Au détour d'une ruelle de la vieille ville de Saïda, une synagogue à la
peinture bleue défraîchie où priait l'une des communautés juives les
plus dynamiques du Liban, abrite des familles syriennes et
palestiniennes démunies.
Il n'y reste plus que des étoiles de David en fer laminé, des voûtes et
quelques peintures murales rouges et dorées à la place de l'estrade sur
laquelle se lisait la Torah.
C'est ici, au coeur de l'ancien quartier juif (Haret el-Yahoud) de
l'antique Sidon où la présence israélite remonte à l'époque romaine, que
Jihad al-Mohammad a élu domicile il y a 25 ans, après son départ de
Syrie.
"En 1990, l'endroit était abandonné et infesté de rats, je l'ai nettoyé
et m'y suis installé", assure ce quinquagénaire qui y vit avec ses six
enfants, son épouse et sa mère.
Construite en 1850, la synagogue, encore officiellement propriété de
cette communauté, a accueilli différents "locataires" après le départ en
1982 des Lévy, dernière famille juive de Saïda. Dans la foulée de leur
invasion du sud du Liban, des soldats israéliens s'y sont installés,
suivis plus tard des renseignements syriens.

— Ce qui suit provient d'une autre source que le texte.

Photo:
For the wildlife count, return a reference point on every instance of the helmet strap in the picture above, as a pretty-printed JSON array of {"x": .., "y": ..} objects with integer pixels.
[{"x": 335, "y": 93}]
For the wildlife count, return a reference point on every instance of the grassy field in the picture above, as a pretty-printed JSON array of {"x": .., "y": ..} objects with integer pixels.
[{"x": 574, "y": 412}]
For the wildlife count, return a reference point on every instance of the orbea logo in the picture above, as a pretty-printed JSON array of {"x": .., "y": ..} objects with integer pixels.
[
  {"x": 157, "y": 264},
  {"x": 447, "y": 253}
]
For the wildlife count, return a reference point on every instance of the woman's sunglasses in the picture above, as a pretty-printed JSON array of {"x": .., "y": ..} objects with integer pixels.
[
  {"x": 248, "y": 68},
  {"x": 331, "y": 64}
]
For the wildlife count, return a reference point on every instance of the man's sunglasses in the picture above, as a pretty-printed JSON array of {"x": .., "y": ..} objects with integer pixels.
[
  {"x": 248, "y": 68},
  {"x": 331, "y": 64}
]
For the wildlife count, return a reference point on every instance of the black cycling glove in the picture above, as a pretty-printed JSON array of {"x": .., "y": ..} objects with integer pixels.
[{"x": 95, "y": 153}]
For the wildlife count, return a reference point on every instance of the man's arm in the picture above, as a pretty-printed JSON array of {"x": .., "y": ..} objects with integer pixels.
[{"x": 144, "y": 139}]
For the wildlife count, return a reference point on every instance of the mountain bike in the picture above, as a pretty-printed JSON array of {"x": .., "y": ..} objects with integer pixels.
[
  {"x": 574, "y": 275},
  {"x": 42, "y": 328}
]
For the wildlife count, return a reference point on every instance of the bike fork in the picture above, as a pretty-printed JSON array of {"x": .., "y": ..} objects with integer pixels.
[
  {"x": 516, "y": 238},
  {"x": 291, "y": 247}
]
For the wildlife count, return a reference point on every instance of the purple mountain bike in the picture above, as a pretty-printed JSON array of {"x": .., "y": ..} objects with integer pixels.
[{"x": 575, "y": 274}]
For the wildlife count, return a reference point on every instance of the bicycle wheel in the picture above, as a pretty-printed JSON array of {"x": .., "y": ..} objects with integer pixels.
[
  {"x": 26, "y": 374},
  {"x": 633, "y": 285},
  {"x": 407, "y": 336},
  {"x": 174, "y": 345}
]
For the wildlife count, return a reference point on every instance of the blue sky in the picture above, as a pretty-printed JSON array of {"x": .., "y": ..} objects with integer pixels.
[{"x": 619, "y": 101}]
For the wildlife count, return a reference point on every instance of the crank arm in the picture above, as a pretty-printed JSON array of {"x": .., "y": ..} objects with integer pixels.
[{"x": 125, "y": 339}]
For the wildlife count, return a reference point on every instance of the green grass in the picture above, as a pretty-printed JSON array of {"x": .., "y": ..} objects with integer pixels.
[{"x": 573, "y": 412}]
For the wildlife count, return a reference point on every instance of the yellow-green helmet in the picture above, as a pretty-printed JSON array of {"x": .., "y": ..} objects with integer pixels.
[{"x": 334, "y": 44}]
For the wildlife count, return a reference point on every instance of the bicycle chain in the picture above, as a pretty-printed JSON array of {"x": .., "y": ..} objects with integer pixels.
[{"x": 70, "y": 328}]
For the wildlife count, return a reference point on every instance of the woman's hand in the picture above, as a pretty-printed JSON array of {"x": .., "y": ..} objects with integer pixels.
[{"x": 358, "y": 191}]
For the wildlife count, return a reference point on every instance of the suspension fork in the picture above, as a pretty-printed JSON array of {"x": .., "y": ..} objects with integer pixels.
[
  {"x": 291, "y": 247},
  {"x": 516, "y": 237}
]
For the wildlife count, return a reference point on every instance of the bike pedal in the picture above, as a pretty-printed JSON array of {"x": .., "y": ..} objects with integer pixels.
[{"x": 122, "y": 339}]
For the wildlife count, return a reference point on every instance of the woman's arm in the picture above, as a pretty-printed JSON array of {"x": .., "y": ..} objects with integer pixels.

Aujourd'hui, cinq familles palestiniennes et syriennes squattent le lieu.
"C'était un lieu de prière, mais pour moi c'est une maison comme les
autres. Je ne suis pas un occupant", dit Jihad, qui affirme avoir été
"correspondant" du ministère syrien de l'Information jusqu'en 2005.
Sur les murs, des textes en hébreu de la Genèse et les tables de la Loi
ont été badigeonnées à la peinture rouge. Les salles ont été
transformées en une cuisine, une minuscule salle de bains, deux chambres
à coucher et un salon où trône une télévision.
Ici, pas de candélabre à sept branches mais des ampoules pendant du plafond.
Malgré son délabrement, la synagogue n'est pas tombée dans l'oubli.
"Je reçois des visiteurs du Canada, de France, du Brésil qui exhibent
des photos de leurs ancêtres (juifs libanais) de Saïda", raconte Jihad,
en préparant du café. En 2012, deux rabbins de groupe antisioniste
Naturei Karta y ont prié pour la première fois depuis 40 ans à la
surprise des habitants.
Jihad assure qu'il partirait si on le lui demandait. "Mais je me suis attaché à ce lieu", reconnaît-il.
Sa voisine, Wardé, est la fille de Palestiniens expulsés de leur terre
après la création de l'Etat d'Israël en 1948. Elle occupe avec ses
enfants la partie de la synagogue autrefois réservée aux femmes, et
séparée de la "maison" de Jihad par un mur en béton.
"Mes parents ont vécu dans ce quartier. Je me rappelle que je jouais
avec les enfants juifs et c'est ici que je voyais les juives prier sur
des bancs en bois", dit cette quinquagénaire aux cheveux courts.
Elle se souvient des kippas, du shabbat où petite fille elle allumait la
lumière quand eux ne pouvaient pas, et surtout de l'harmonie entre
juifs et autres communautés. "Il n'y avait pas de tension, mais quand
Israël a envahi, ils ont pris peur et sont partis. Il ne reste plus
personne".
Au Liban, le nombre de juifs a chuté de 7.000 en 1967 à 1.800 en 1974
puis à 35 en 2006, selon M. Zeidan. A Saïda, où des propriétés sont
encore au nom des Nigri, des Hadid et des Balanciano, ils étaient 1100
en 1956, avant de disparaître en 1985.
Selon l'historien, les juifs ont quitté progressivement vers Israël, le
Brésil, l'Europe ou les Etats-Unis, mais l'exode s'est accéléré après la
défaite arabe lors de la guerre de 1967.
"A Saïda, il n'y a jamais eu de tension jusqu'à en 1967, lorsqu'on a criblé de balles le cimetière juif", assure-t-il à l'AFP.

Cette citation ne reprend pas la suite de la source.